“Ronald!” said a very sweet and gentle voice.
And then all the clouds seemed suddenly to roll away and the confusion to melt away like summer snow. The child looked up with a glad, sweet smile and said,—
“Mother dear, you have come at last. I knew you must be coming.”
The mother bent and kissed her child, as she had done so many times whilst he had lain asleep. He seemed to know it now.
“You used to kiss me like that in my dreams,” he said. “I did not want to wake because the dreams were so nice.”
The Squire was about to withdraw and leave them together, but Bertie saw the movement, and noted, too, the expression on the face he loved so well.
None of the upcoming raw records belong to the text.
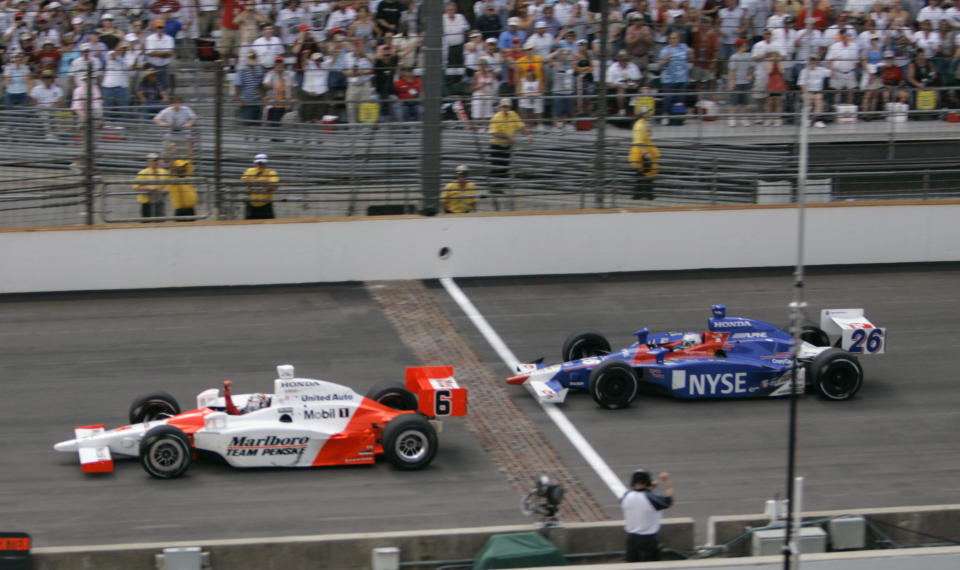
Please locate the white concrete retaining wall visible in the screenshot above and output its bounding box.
[0,201,960,293]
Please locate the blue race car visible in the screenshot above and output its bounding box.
[507,305,886,409]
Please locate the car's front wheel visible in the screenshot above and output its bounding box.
[130,392,180,424]
[367,382,417,412]
[140,425,191,479]
[560,331,610,362]
[808,348,863,400]
[590,360,640,410]
[383,414,437,469]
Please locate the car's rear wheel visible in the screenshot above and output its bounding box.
[590,360,640,410]
[808,348,863,400]
[800,325,830,346]
[140,425,191,479]
[383,414,438,470]
[367,382,417,412]
[560,331,610,362]
[130,392,180,424]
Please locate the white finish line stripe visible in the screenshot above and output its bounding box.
[440,277,627,500]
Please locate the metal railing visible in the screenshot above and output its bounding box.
[0,80,960,227]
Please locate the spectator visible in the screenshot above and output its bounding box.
[101,42,130,120]
[606,50,643,116]
[659,32,693,124]
[133,152,170,222]
[727,38,756,127]
[499,16,527,50]
[233,50,266,127]
[153,95,198,159]
[233,0,276,61]
[470,56,499,120]
[343,44,374,123]
[277,0,310,46]
[253,24,286,69]
[826,34,860,103]
[440,164,478,214]
[240,153,280,220]
[263,56,297,127]
[376,0,406,34]
[620,469,676,562]
[517,65,544,129]
[167,158,197,222]
[137,69,167,120]
[393,67,422,122]
[690,16,720,91]
[490,98,533,182]
[880,51,906,106]
[143,20,176,90]
[717,0,747,60]
[97,14,124,50]
[443,2,470,68]
[476,2,503,40]
[797,55,831,129]
[629,107,660,200]
[551,48,576,134]
[766,51,787,127]
[30,69,63,142]
[907,50,940,108]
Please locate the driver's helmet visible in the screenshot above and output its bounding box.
[243,394,270,413]
[680,333,703,348]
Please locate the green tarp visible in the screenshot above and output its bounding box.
[473,532,567,570]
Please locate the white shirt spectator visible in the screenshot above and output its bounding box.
[253,36,285,69]
[607,61,643,85]
[797,65,830,93]
[917,6,946,30]
[302,57,330,95]
[524,32,556,59]
[824,37,860,73]
[100,51,130,88]
[30,81,63,108]
[143,32,174,67]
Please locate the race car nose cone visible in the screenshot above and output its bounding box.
[507,374,530,386]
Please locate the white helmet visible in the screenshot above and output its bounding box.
[680,333,703,348]
[243,394,270,413]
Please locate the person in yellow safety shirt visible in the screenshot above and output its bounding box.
[630,107,660,200]
[133,152,170,222]
[240,153,280,220]
[490,97,533,186]
[440,164,479,214]
[168,158,197,222]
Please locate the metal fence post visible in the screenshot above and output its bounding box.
[213,59,226,220]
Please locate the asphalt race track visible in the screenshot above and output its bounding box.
[0,265,960,546]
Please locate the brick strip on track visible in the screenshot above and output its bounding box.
[365,281,609,522]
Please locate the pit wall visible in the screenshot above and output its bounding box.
[0,200,960,293]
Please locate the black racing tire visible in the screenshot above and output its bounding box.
[800,325,830,346]
[140,425,193,479]
[367,382,417,412]
[560,331,610,362]
[383,414,438,470]
[590,360,640,410]
[807,348,863,401]
[130,392,180,424]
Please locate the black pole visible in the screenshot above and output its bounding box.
[590,0,610,208]
[420,0,443,215]
[83,62,95,222]
[213,59,226,220]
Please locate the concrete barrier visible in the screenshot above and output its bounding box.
[33,518,694,570]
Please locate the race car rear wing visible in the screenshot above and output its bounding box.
[406,366,467,418]
[820,309,887,354]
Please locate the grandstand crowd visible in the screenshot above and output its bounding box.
[0,0,960,131]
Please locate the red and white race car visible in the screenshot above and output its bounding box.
[53,364,467,479]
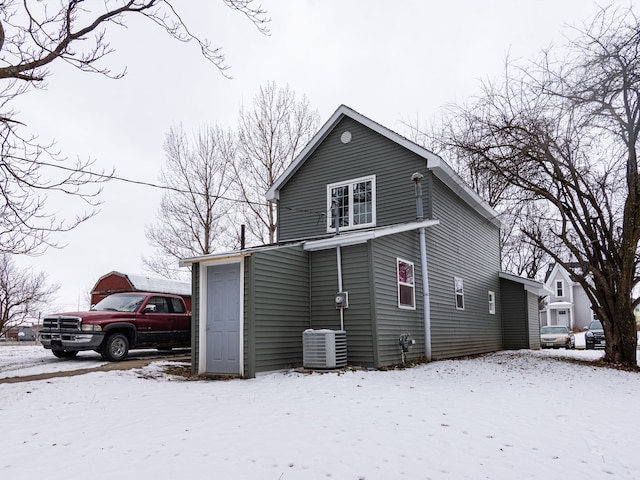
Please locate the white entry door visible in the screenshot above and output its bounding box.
[557,310,569,327]
[206,263,242,374]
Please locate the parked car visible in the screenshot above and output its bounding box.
[540,325,576,350]
[584,320,605,350]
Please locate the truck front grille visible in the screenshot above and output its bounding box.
[42,316,80,332]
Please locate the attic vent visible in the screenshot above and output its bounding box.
[302,329,347,368]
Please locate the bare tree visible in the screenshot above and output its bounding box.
[233,82,320,244]
[446,8,640,366]
[144,126,235,278]
[0,254,60,336]
[0,0,267,253]
[404,115,550,278]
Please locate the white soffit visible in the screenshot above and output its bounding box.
[302,220,440,252]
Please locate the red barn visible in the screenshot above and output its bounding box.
[91,272,191,313]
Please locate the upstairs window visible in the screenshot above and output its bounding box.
[397,258,416,310]
[453,277,464,310]
[489,290,496,315]
[327,175,376,232]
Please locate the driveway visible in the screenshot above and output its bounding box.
[0,349,191,384]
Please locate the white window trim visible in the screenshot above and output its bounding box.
[396,257,416,310]
[453,277,464,310]
[489,290,496,315]
[327,175,376,232]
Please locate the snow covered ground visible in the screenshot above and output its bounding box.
[0,345,640,480]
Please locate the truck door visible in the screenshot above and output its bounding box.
[136,296,175,347]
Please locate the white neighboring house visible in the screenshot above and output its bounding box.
[540,263,594,330]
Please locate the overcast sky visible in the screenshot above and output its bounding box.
[13,0,630,313]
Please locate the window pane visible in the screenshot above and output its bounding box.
[331,185,349,228]
[353,181,373,225]
[399,285,414,307]
[398,262,414,285]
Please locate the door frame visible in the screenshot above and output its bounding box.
[198,255,245,375]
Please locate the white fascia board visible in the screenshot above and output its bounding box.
[302,220,440,252]
[547,302,573,310]
[179,241,302,267]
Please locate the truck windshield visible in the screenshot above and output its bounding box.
[91,294,145,312]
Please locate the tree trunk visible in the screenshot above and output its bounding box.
[602,294,638,368]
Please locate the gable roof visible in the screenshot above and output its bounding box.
[266,105,502,227]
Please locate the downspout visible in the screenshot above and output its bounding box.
[333,200,344,331]
[411,172,431,362]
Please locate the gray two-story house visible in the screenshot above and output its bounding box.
[183,106,538,377]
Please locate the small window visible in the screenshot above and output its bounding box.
[397,258,416,309]
[147,297,169,313]
[453,277,464,310]
[169,297,186,313]
[327,175,376,232]
[489,291,496,315]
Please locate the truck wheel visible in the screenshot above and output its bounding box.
[100,333,129,362]
[51,350,78,358]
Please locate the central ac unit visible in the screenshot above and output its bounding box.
[302,329,347,368]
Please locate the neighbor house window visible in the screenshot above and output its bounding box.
[489,291,496,315]
[453,277,464,310]
[327,175,376,232]
[397,258,416,309]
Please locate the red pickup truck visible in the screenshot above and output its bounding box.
[39,292,191,362]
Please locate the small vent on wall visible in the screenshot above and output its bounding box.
[302,329,347,368]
“Papa,” he said, holding out his hand,—“papa, don’t go, please. We both want you. Nothing is quite right without you now; and I know mother will always let me be your little boy too.”
“Mother,” said Bertie, later on, in one of those little confidences that they held from time to time during the days of his convalescence, “I’ve learned now what you used to tell me so often—about God’s taking care of us always. I used not to care about it much till I lost you and was so lonely. I thought He’d forgotten me then; but I’m sure now He hadn’t. He didn’t forget you either, did He, mother dear?”
“No indeed,” answered Mrs. Arbuthnot, gently. “He has been very, very good to me. Once He seemed to take away all that made my life glad; but He has restored it all fourfold now.”
Bertie’s face expressed a vivid interest and animation.